Do I Have To Be Different?

Personal Money Planning |

By Gary Silverman, CFP®

I give a lot of advice. This is good as that’s how I make my living. I also get a lot of advice. Some asked for, some not. Most of this is self-inflicted as I read a lot about finance, economics, investing, and running a business.

In the area of running a business, especially a financial business, is the concept of the niche. I’ve been told, for about the last 30 years, that unless I focus on a niche and become the best in serving that niche my business will fail.

What about the middle-class? Nope, not a niche. North Texas Region? Nope, not a niche. Nice folks who need help? Sorry, still not a niche. The experts prefer something like physicists working at the Fermi Labs, dentists with mature practices and 3-10 employees, or owners of family-owned non-franchised restaurants.

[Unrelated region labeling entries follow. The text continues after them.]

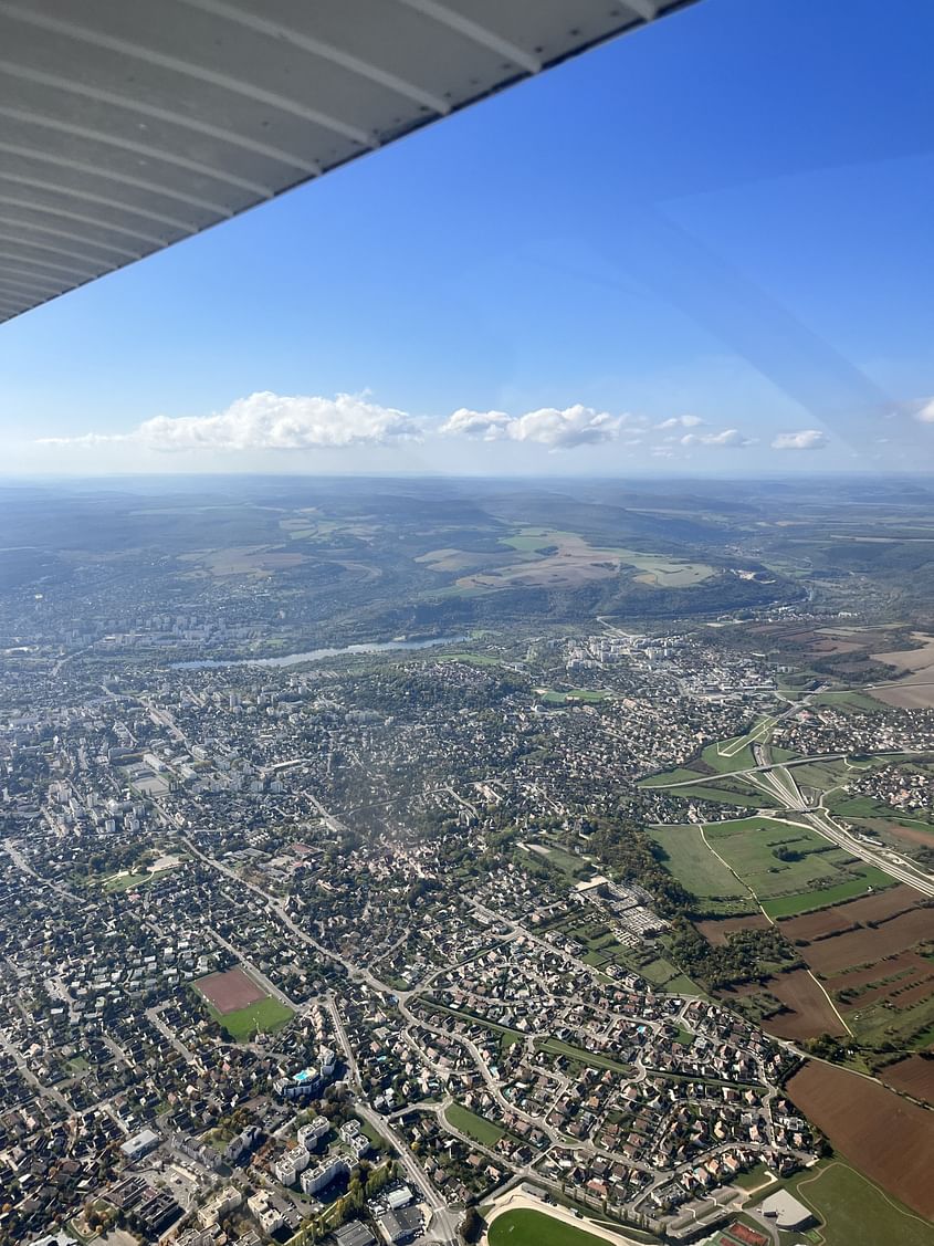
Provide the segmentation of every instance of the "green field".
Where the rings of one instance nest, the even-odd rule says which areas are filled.
[[[445,1108],[445,1118],[460,1133],[491,1150],[506,1133],[502,1125],[487,1120],[486,1116],[478,1116],[476,1111],[471,1111],[460,1103],[452,1103],[450,1108]]]
[[[707,844],[700,826],[655,826],[649,834],[665,851],[666,868],[695,896],[726,905],[725,911],[755,910],[747,887],[768,916],[777,918],[827,908],[870,887],[893,886],[882,870],[854,862],[809,827],[780,819],[707,822]],[[800,860],[780,860],[775,854],[782,850],[798,854]]]
[[[823,1221],[822,1246],[932,1246],[934,1229],[842,1160],[787,1182]],[[809,1237],[811,1235],[806,1235]],[[814,1239],[817,1240],[817,1239]]]
[[[861,866],[852,871],[857,877],[848,882],[839,882],[836,887],[824,887],[819,891],[804,891],[796,896],[778,896],[776,900],[763,900],[762,907],[770,917],[797,917],[800,913],[811,913],[816,908],[831,908],[833,905],[842,905],[844,900],[856,900],[864,896],[872,887],[873,891],[884,891],[893,887],[895,880],[890,878],[874,865]]]
[[[553,688],[542,693],[542,700],[547,705],[564,705],[567,701],[601,701],[609,700],[613,693],[603,692],[599,688],[570,688],[567,693],[555,692]]]
[[[687,787],[672,787],[672,796],[682,796],[685,800],[710,800],[720,805],[745,805],[748,809],[775,809],[775,797],[763,791],[746,792],[738,786],[707,787],[702,784],[691,784]]]
[[[132,887],[141,887],[152,878],[151,873],[115,873],[103,880],[105,891],[130,891]]]
[[[592,1069],[610,1069],[613,1073],[631,1073],[628,1064],[621,1064],[619,1060],[614,1060],[610,1055],[603,1055],[598,1052],[588,1052],[583,1047],[574,1047],[570,1043],[562,1043],[557,1038],[545,1038],[535,1043],[535,1050],[549,1052],[552,1055],[563,1055],[569,1060],[574,1060],[575,1064],[584,1064]]]
[[[527,1207],[497,1216],[487,1241],[489,1246],[606,1246],[603,1237]]]
[[[700,826],[653,826],[649,834],[665,851],[665,867],[695,896],[716,896],[737,902],[748,900],[742,883],[704,842]]]
[[[656,775],[646,775],[636,782],[636,787],[666,787],[672,782],[704,782],[707,776],[699,770],[685,770],[676,766],[674,770],[663,770]]]
[[[232,1013],[219,1013],[213,1004],[208,1004],[208,1012],[235,1043],[245,1043],[254,1034],[274,1034],[294,1017],[291,1008],[280,1004],[271,996]]]

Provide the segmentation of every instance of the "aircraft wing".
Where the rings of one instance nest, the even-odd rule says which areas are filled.
[[[0,0],[0,320],[692,0]]]

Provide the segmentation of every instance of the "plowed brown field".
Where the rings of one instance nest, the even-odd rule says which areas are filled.
[[[809,1060],[787,1095],[832,1145],[922,1216],[934,1216],[934,1111],[847,1069]]]
[[[924,1103],[934,1104],[934,1059],[924,1059],[923,1055],[909,1055],[907,1060],[898,1064],[889,1064],[879,1073],[885,1085],[894,1087],[895,1090],[904,1090],[905,1094],[922,1099]]]
[[[918,892],[913,887],[892,887],[889,891],[877,891],[862,900],[851,900],[846,905],[836,905],[803,917],[791,917],[780,922],[778,928],[786,938],[817,939],[826,934],[849,930],[863,922],[882,922],[894,917],[918,903]]]
[[[806,969],[777,973],[765,986],[788,1009],[762,1022],[762,1028],[768,1034],[778,1038],[816,1038],[818,1034],[847,1033],[827,1002],[827,996]]]
[[[909,908],[880,926],[833,938],[823,938],[817,943],[802,947],[801,956],[817,973],[838,973],[851,964],[872,964],[895,952],[904,952],[922,939],[934,938],[934,910]]]

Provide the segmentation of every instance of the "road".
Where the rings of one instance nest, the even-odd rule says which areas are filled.
[[[927,750],[884,749],[878,753],[870,753],[868,756],[904,756],[905,753],[910,751],[922,753]],[[848,756],[849,754],[846,753],[822,753],[813,758],[796,758],[791,761],[776,761],[767,765],[747,766],[743,770],[730,770],[729,778],[746,779],[761,791],[765,791],[773,799],[778,800],[781,806],[780,809],[773,810],[770,814],[762,814],[761,816],[775,817],[786,812],[795,814],[802,824],[817,831],[818,835],[829,840],[831,844],[836,844],[838,847],[844,849],[852,856],[858,857],[867,865],[873,865],[878,870],[883,870],[898,882],[903,882],[905,886],[913,887],[923,896],[928,898],[934,897],[934,873],[925,870],[915,861],[899,856],[890,849],[877,849],[874,845],[867,844],[846,826],[841,826],[833,820],[827,809],[824,809],[823,796],[817,806],[811,804],[792,774],[795,766],[812,765],[816,761],[846,761]],[[676,782],[659,784],[656,787],[651,787],[649,790],[676,792],[679,787],[696,787],[707,782],[711,786],[715,786],[717,778],[720,776],[710,775],[704,779],[679,779]]]

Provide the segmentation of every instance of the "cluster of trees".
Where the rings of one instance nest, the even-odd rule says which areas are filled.
[[[696,906],[696,897],[672,875],[660,860],[661,850],[645,830],[631,820],[585,821],[590,851],[604,868],[624,882],[638,882],[655,897],[659,912],[676,917]]]
[[[685,916],[672,922],[670,952],[689,977],[700,978],[714,988],[760,978],[766,963],[791,968],[798,959],[775,926],[735,931],[725,947],[714,947]]]

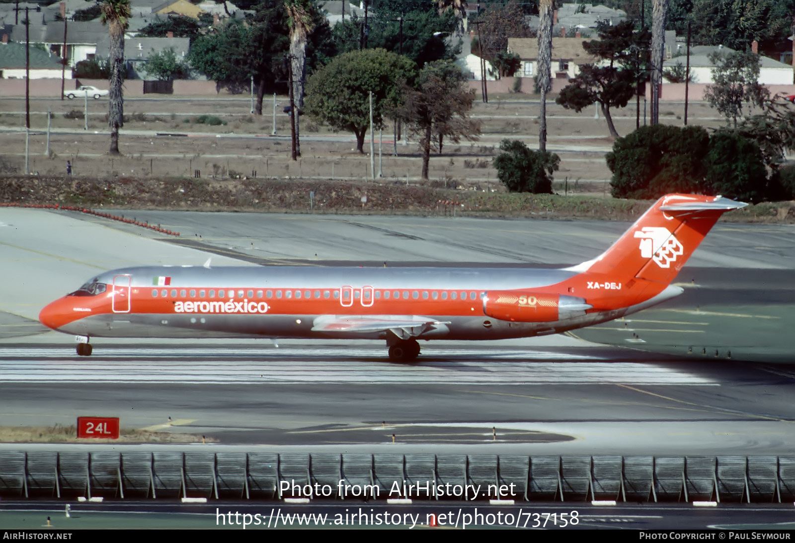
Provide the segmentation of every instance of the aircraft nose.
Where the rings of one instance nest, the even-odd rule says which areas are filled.
[[[74,311],[67,312],[65,300],[60,299],[47,305],[39,313],[39,322],[45,326],[56,330],[72,320]]]

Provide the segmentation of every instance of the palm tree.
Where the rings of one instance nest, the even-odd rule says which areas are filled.
[[[315,29],[317,8],[312,0],[285,0],[289,19],[290,57],[293,60],[293,92],[298,107],[304,107],[304,81],[306,79],[306,42]]]
[[[102,24],[111,36],[111,89],[107,120],[111,125],[111,154],[118,154],[118,129],[124,125],[124,32],[130,17],[130,0],[105,0],[99,6]]]
[[[669,0],[652,0],[651,11],[651,124],[660,121],[657,89],[662,83],[662,56],[665,44],[665,18]]]
[[[467,17],[466,0],[436,0],[436,4],[439,6],[440,15],[452,8],[452,10],[456,13],[456,17],[458,17],[458,25],[456,29],[463,31],[463,20]]]
[[[538,150],[546,152],[546,94],[552,89],[552,18],[553,0],[541,0],[538,13],[538,88],[541,103],[538,112]]]
[[[293,66],[293,92],[295,94],[298,111],[291,111],[295,119],[296,154],[301,156],[301,129],[298,116],[304,109],[304,80],[306,79],[306,41],[315,29],[315,14],[317,7],[313,0],[285,0],[285,10],[289,17],[290,63]]]

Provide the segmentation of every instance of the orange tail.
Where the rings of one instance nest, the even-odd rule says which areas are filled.
[[[647,300],[673,281],[722,214],[745,206],[721,196],[663,196],[602,255],[568,268],[582,272],[569,291],[586,294],[595,308]]]

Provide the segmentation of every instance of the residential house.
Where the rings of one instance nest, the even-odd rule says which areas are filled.
[[[754,42],[755,44],[756,42]],[[663,70],[673,67],[677,63],[681,63],[683,66],[687,65],[687,49],[684,44],[677,48],[677,53],[670,59],[663,61]],[[709,56],[712,53],[727,55],[735,52],[734,49],[723,45],[696,45],[690,48],[690,73],[692,75],[692,83],[712,83],[712,68],[715,63],[709,60]],[[793,83],[793,67],[789,64],[774,60],[773,59],[762,56],[759,57],[761,66],[759,67],[758,83],[762,85],[791,85]],[[663,83],[669,83],[665,78]]]
[[[52,55],[63,56],[64,21],[47,25],[32,25],[28,35],[32,44],[43,45]],[[107,27],[96,21],[69,21],[66,23],[66,60],[74,67],[81,60],[93,59],[100,36],[107,34]],[[11,33],[11,40],[25,43],[25,25],[17,25]]]
[[[518,55],[522,67],[516,74],[520,77],[534,77],[538,73],[538,40],[536,38],[508,38],[508,52]],[[581,64],[594,64],[583,48],[582,37],[553,37],[552,39],[552,76],[566,83],[576,77]]]
[[[552,33],[553,36],[565,37],[579,31],[584,37],[596,37],[595,29],[599,22],[613,25],[626,18],[626,12],[623,10],[613,10],[601,5],[562,4],[553,12]],[[531,29],[538,28],[538,23],[537,15],[528,18]]]
[[[155,53],[161,53],[168,49],[173,49],[178,59],[184,60],[190,47],[189,38],[180,37],[125,37],[124,60],[126,63],[127,79],[143,79],[148,76],[142,71],[142,66]],[[106,34],[97,43],[96,56],[107,58],[111,54],[110,38]]]
[[[8,34],[2,35],[2,41],[0,42],[0,79],[25,79],[26,48],[25,44],[9,41]],[[62,72],[66,79],[72,79],[72,70],[63,70],[60,57],[37,47],[30,47],[28,54],[31,79],[60,79]]]
[[[345,12],[345,18],[349,19],[351,15],[364,17],[364,10],[359,6],[351,4],[347,0],[329,0],[320,3],[320,9],[326,12],[326,20],[328,21],[329,26],[334,26],[343,20],[343,11]]]

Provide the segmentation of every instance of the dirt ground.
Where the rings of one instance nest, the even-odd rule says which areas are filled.
[[[273,98],[266,98],[262,116],[250,114],[248,97],[219,99],[180,99],[165,95],[128,99],[126,121],[120,137],[121,157],[107,152],[107,98],[88,101],[88,130],[84,125],[81,99],[35,99],[30,103],[31,129],[29,141],[31,173],[62,175],[71,161],[72,174],[87,177],[107,175],[130,177],[193,177],[228,179],[256,177],[308,179],[372,179],[370,135],[365,151],[355,151],[353,135],[333,133],[301,117],[301,157],[290,160],[290,142],[271,136]],[[524,94],[490,97],[486,104],[477,102],[472,116],[481,122],[477,141],[463,141],[445,144],[443,153],[433,155],[429,178],[442,186],[463,190],[502,191],[491,159],[503,138],[521,139],[537,146],[538,103]],[[289,117],[281,113],[285,97],[277,97],[277,133],[289,136]],[[642,102],[640,122],[643,123]],[[21,173],[25,168],[24,98],[0,100],[0,173]],[[47,151],[48,111],[51,134]],[[548,106],[548,148],[560,156],[560,169],[555,175],[560,191],[609,197],[607,181],[611,172],[604,153],[612,146],[607,123],[595,108],[580,114],[554,103]],[[198,122],[199,116],[215,116],[226,124],[209,125]],[[663,103],[660,115],[664,122],[681,125],[684,104]],[[723,121],[704,103],[691,103],[689,124],[718,126]],[[634,104],[613,111],[619,133],[635,127]],[[20,132],[21,129],[21,132]],[[61,133],[69,129],[73,133]],[[166,135],[171,134],[171,135]],[[179,136],[174,134],[180,134]],[[184,136],[183,134],[188,134]],[[382,157],[378,157],[378,136],[375,134],[376,177],[387,183],[419,182],[421,160],[416,142],[393,144],[391,126],[383,133]],[[393,152],[397,148],[397,156]],[[379,166],[380,164],[380,166]],[[568,188],[567,188],[568,187]]]

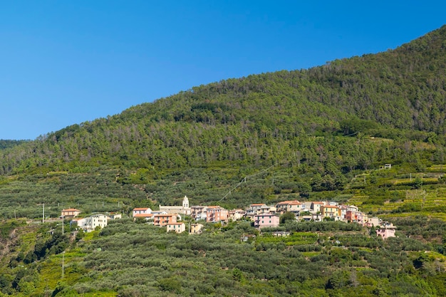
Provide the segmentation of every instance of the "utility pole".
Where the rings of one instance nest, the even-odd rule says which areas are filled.
[[[65,251],[62,252],[62,279],[65,278]]]

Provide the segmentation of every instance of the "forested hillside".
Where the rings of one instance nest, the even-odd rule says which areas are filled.
[[[443,26],[384,53],[227,79],[2,142],[0,296],[445,296],[445,109]],[[185,194],[227,209],[355,204],[398,238],[333,222],[282,222],[292,242],[247,222],[193,237],[130,219],[70,237],[68,222],[63,234],[61,222],[30,220],[43,204],[47,219],[67,207],[126,217]]]

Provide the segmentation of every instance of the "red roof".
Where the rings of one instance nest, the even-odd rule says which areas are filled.
[[[293,205],[297,205],[297,204],[301,204],[301,202],[299,202],[297,200],[292,200],[292,201],[282,201],[281,202],[279,202],[277,204],[293,204]]]
[[[62,209],[62,212],[81,212],[81,211],[79,209],[76,209],[75,208],[69,208],[67,209]]]
[[[135,214],[133,217],[146,218],[153,217],[153,214]]]

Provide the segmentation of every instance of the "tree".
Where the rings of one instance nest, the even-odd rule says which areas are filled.
[[[286,212],[280,216],[280,223],[285,224],[286,222],[296,221],[296,214],[294,212]]]

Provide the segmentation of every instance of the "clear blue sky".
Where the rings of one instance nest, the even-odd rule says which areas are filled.
[[[395,48],[446,24],[445,11],[444,1],[2,1],[0,139]]]

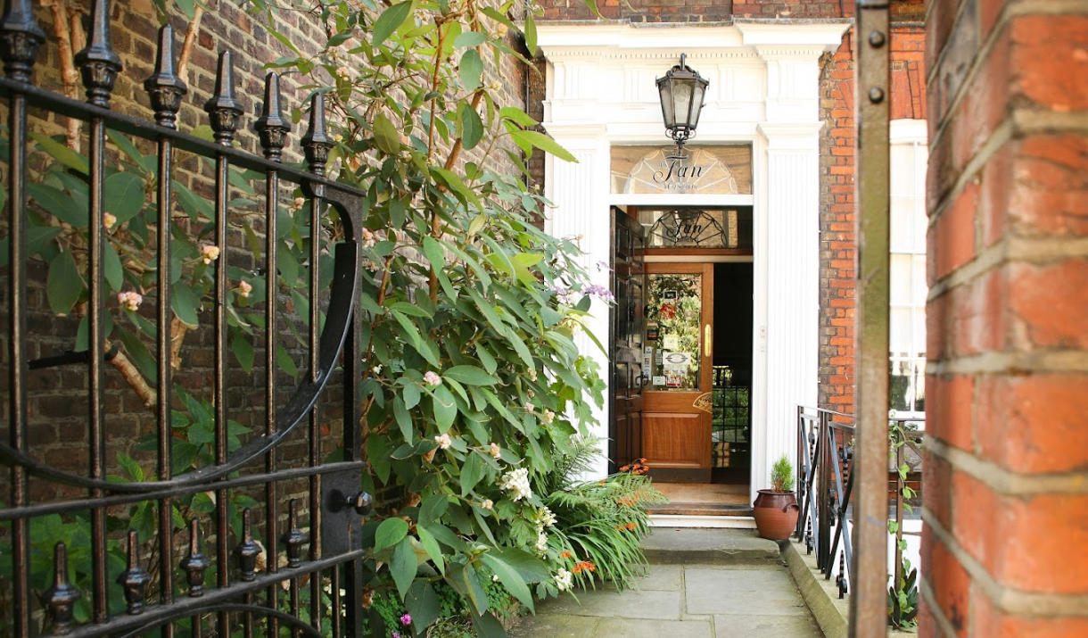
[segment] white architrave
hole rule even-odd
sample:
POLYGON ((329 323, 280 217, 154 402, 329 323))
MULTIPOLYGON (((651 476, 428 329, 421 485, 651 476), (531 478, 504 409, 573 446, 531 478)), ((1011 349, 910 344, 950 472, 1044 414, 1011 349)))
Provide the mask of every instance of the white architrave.
MULTIPOLYGON (((766 484, 769 463, 794 455, 799 403, 815 405, 818 352, 819 57, 836 50, 846 22, 731 24, 537 23, 548 60, 544 125, 578 158, 548 158, 547 230, 582 235, 594 283, 608 273, 610 204, 636 204, 609 193, 609 148, 667 144, 654 81, 688 54, 710 81, 692 144, 753 146, 755 299, 753 339, 752 494, 766 484)), ((655 198, 660 196, 653 196, 655 198)), ((735 205, 738 196, 700 205, 735 205)), ((679 195, 676 204, 685 203, 679 195)), ((648 203, 645 203, 648 204, 648 203)), ((596 334, 608 311, 594 306, 596 334)), ((584 336, 580 347, 607 361, 584 336)), ((597 432, 607 433, 607 406, 597 432)), ((605 465, 598 468, 604 475, 605 465)))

I don’t doubt that having a niche is a great thing. There are nuances in every financial situation, so the more closely you group similar folks the easier it is to become an expert in those nuances. While I’m sure I’d do a good job helping a professional baseball player manage money, I do not have experience in that area. There would be a lot I’d need to learn about the profession.

In a way though, that’s the point. I’m sure there’s someone who began a financial practice saying: “I’m going to specialize in helping [insert niche] clients” but I’ve found that everyone I know who has a niche practice ended up that way because one of their early clients was in that demographic, who referred their associates, who then referred theirs. Along the way the advisor learned about these folks, added staff and resources to better deal with their problems and became known as “The” person to go to.

I’ve also learned that a lot of financial people, yours truly included, managed some success helping the non-niche people in their area sort out their finances, save, and invest. Seems to me the highly focused, highly successful niche firms didn’t become a niche and then become successful. Rather on their way to becoming successful they developed a niche. And others on their way to becoming successful didn’t.

My analogy to this is my travels to Fort Worth. I enjoy eating at the Cheesecake Factory. They have several seafood dishes I like, and a couple of Asian meals I find yummy. They are not, however, a niche restaurant. That they’ll never do fish as good as Eddie V’s or Asian like P.F. Chang’s is no doubt. But that doesn’t make the meal any less palatable to me…just different.

All three seem to be quite crowded, so I’ll assume they’ve had more than a semblance of success.

As much turmoil as we seem to be going through, the United States, by most any measure is a success. Let’s keep it that way and make it better by listening before speaking and empathizing before criticizing. Have a great 4th!